Some of my favorite displays can be seen in this slideshow:



The atrium was really lovely, and on the top floor, there was a Roman-style roof that projected into the display space.  I also very much liked the cut-away of a typical Roman-era grave that was built into the wall, as well as the reconstruction of a columbarium that included actual busts and containers that came from Roman columbaria.  Both of these were very effective ways of presenting what Roman burials looked like.  Similarly, placing the gravestones from Abydos into a cemetery configuration - although it made it hard to read them - gave them more context than they would have had lined up against a wall.

But I know you all want me to get to the actual skeletons, of which the RMO had quite a number.  These are the ones I took photographs of:


So there were skeletons from a range of different time periods in the history of the Netherlands, along with skeletons from elsewhere in the world.  The skeletons were all laid out well, with pretty good signage and often a variety of artifacts to put them into context.  Really, that's my biggest compliment for the museum: the great contextualization of objects, skeletons, and history, particularly in the Archaeology of the Netherlands exhibit, which was extremely well laid-out, absolutely gorgeous, with little activities for kids to do (like explore the beds and objects of children in various time periods).  Just fantastic.  See the middle picture at the link above for an idea of how it's laid out like a timeline/ribbon rather than in just a series of display cases.

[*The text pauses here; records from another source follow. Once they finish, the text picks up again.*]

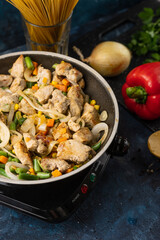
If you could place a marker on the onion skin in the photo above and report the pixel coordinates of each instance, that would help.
(109, 58)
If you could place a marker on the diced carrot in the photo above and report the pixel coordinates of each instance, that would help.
(35, 71)
(65, 82)
(50, 122)
(3, 159)
(69, 170)
(56, 173)
(62, 139)
(61, 87)
(35, 64)
(35, 87)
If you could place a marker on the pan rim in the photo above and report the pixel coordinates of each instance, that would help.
(105, 147)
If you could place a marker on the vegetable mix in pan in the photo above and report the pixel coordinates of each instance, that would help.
(48, 125)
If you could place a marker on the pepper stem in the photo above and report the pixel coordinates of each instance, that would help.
(138, 93)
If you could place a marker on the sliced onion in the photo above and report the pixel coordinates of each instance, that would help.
(17, 138)
(51, 112)
(50, 147)
(99, 128)
(66, 119)
(28, 76)
(15, 164)
(11, 114)
(103, 116)
(5, 150)
(5, 134)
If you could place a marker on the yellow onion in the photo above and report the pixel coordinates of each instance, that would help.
(108, 58)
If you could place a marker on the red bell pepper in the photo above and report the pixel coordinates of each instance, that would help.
(141, 91)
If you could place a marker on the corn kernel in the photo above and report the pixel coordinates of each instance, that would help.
(93, 102)
(54, 155)
(45, 80)
(97, 107)
(16, 106)
(54, 83)
(68, 89)
(39, 113)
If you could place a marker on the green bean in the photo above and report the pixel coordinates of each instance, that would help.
(26, 176)
(96, 146)
(36, 165)
(3, 173)
(2, 165)
(20, 170)
(12, 126)
(21, 120)
(43, 175)
(55, 65)
(3, 153)
(29, 63)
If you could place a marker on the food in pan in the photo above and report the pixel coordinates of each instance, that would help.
(48, 125)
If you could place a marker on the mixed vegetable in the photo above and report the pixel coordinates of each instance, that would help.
(48, 125)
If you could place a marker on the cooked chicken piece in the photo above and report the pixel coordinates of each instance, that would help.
(17, 69)
(76, 100)
(74, 75)
(52, 164)
(59, 101)
(62, 131)
(30, 141)
(76, 93)
(84, 135)
(23, 154)
(56, 78)
(42, 148)
(18, 84)
(81, 83)
(44, 93)
(73, 126)
(74, 151)
(5, 80)
(44, 76)
(2, 117)
(26, 108)
(63, 68)
(75, 108)
(90, 115)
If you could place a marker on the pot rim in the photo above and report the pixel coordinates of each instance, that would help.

And for those of you who want some more Roman-era stuff, here are some of the great pieces the RMO has on display (plus, at the end, a few neat objects from other places and eras):


This museum seemed expensive at first (entry costs 9 euro), especially after I saw the map, which made it look like the museum was pretty spare, but it was quite impressive and well worth my 9E and 3 hours.  (I could have spent more time there, but I was hungry and had to move on to Amsterdam.  In retrospect, I should have spent more time in Leiden.  Wonderful town.)  It feels like the RMO has one of just about everything - this means it's often hard to compare stylistic variation within a subset of artifacts, but overall the collection effectively displays the deep history of Holland.  So if you're ever in the area, do check out this museum and its cute gift shop, where I bought my daughter a copy of Miffy in Latin.

2 comments:

SatTrackCam Leiden said...

If you are into natural history as well, don't forget to visit the National Museum of Natural History "Naturalis" in Leiden as well on your next visit. It is wonderful. And (I think) the only museum in the world where a true type fossil of an extinct hominin is in display: that of Homo erectus (the original, found by Dubois).

Kristina Killgrove said...

I definitely should have stayed longer in Leiden! I would have loved to have visited the natural history museum and the ethnology museum.